As published in AdAge – August 21, 2017
Millennials probably don’t care about your brand. But the ones they do care are helping burnish their own personal brands, according to new research from St. Louis, Mo.-based agency Moosylvania.
The “2017 top 100 Millennial Brands” report averaged 15,000 responses since 2013 and found millennials’ 10 favorite brands include Apple, Nike, Samsung, Target, Amazon, Sony, Wal-Mart, Microsoft, Coke and Google.
Adidas, Nintendo, Pepsi, Starbucks, Victoria’s Secret, Ford, Forever 21, Jordan, American Eagle and Disney were next on the list.
Moosylvania asked thousands of millennial consumers to name their three favorite brands, then the agency evaluated case studies to determine how the companies earned their place.
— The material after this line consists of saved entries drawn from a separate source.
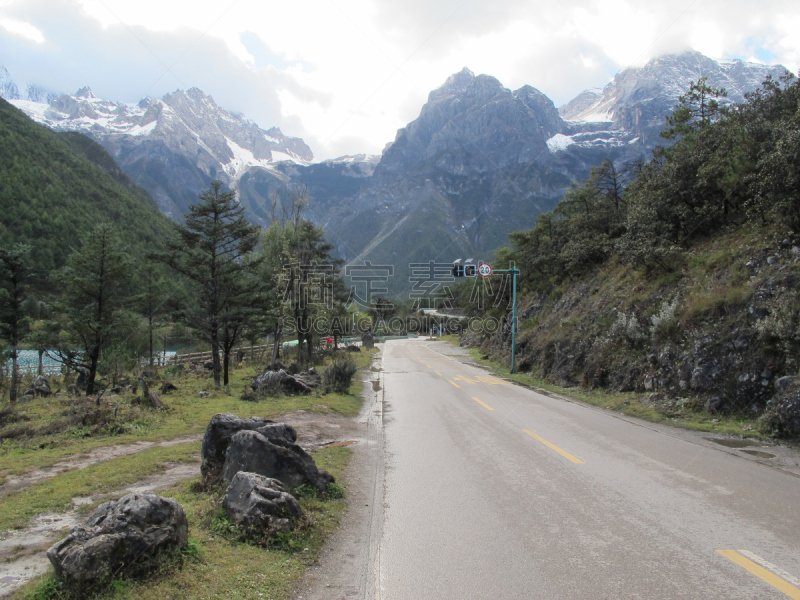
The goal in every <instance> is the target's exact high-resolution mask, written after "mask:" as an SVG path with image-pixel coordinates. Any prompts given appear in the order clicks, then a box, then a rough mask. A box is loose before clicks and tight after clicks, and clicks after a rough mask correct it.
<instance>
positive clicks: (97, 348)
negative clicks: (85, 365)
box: [86, 345, 100, 396]
mask: <svg viewBox="0 0 800 600" xmlns="http://www.w3.org/2000/svg"><path fill="white" fill-rule="evenodd" d="M89 359H90V362H89V377H88V378H87V379H86V395H87V396H91V395H92V394H94V379H95V377H97V363H98V361H99V360H100V346H99V345H97V346H95V347H94V348H92V352H91V354H90V355H89Z"/></svg>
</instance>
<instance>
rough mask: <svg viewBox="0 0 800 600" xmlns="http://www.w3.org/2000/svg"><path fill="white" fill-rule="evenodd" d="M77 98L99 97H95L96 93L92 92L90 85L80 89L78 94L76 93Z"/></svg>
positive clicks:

Though another new study by Wilton, Conn.-based Cadent Consulting Group found that 51 percent of millennials have no real preference between private-label and national brands, Moosylvania CEO Norty Cohen says certain brands are resonating with the age group.
“They definitely care about brands, they only care about certain kinds of brands, though: Brands that help them represent who they are,” Cohen says. He says Moosylvania asked millennial consumers whether they market themselves on social media and consider themselves to be a brand. He says a quarter said yes.
Basically, a brand has to improve a millennials own brand, whether it’s making them appear to be socially responsible (think TOMS or Warby Parker), stylish-looking or even help them be funny, if they can share brand content with their networks.
“We’re marketers marketing to marketers,” says Cohen. Millennials are very dialed into their own audiences: Knowing when to post, how to drive more likes, when to delete a post. “They’re very aware of their social status. So brands that can serve them, that can give them something they need to help them with their status, do well,” he says.
Brands that know how to communicate with the demographic are also successful.
“These people are not consuming advertising, they’re choosing to participate in brands,” Cohen says. “We saw a lot of people that were big advertisers ranking at the bottom or not ranking at all … It doesn’t matter how much you advertise, if you haven’t given them a way to participate and a way you can serve them, awareness is not going to get you there.”
Being a big-budget advertiser, the research found, not necessarily synonymous with being a favorite. Counterculture-focused retailer Hot Topic, for example, was the 29th favorite brand, while beverage giant Anheuser-Busch tied for 94th.
The biggest mistake marketers make is overlooking word-of-mouth, online conversations, influencers and written reviews when it comes to outreach. Cohen said those mediums are far likelier than TV, Facebook or YouTube ads to influence brand adoption.
One company doing that well came as a surprise for Moosylvania: Wal-Mart.
Cohen said the company is a staple in many areas, and has done a good job of making itself “part of social consciousness” with efforts like the “Greenlight a Vet” campaign, which urges people to change one light at home to green, then share on social media.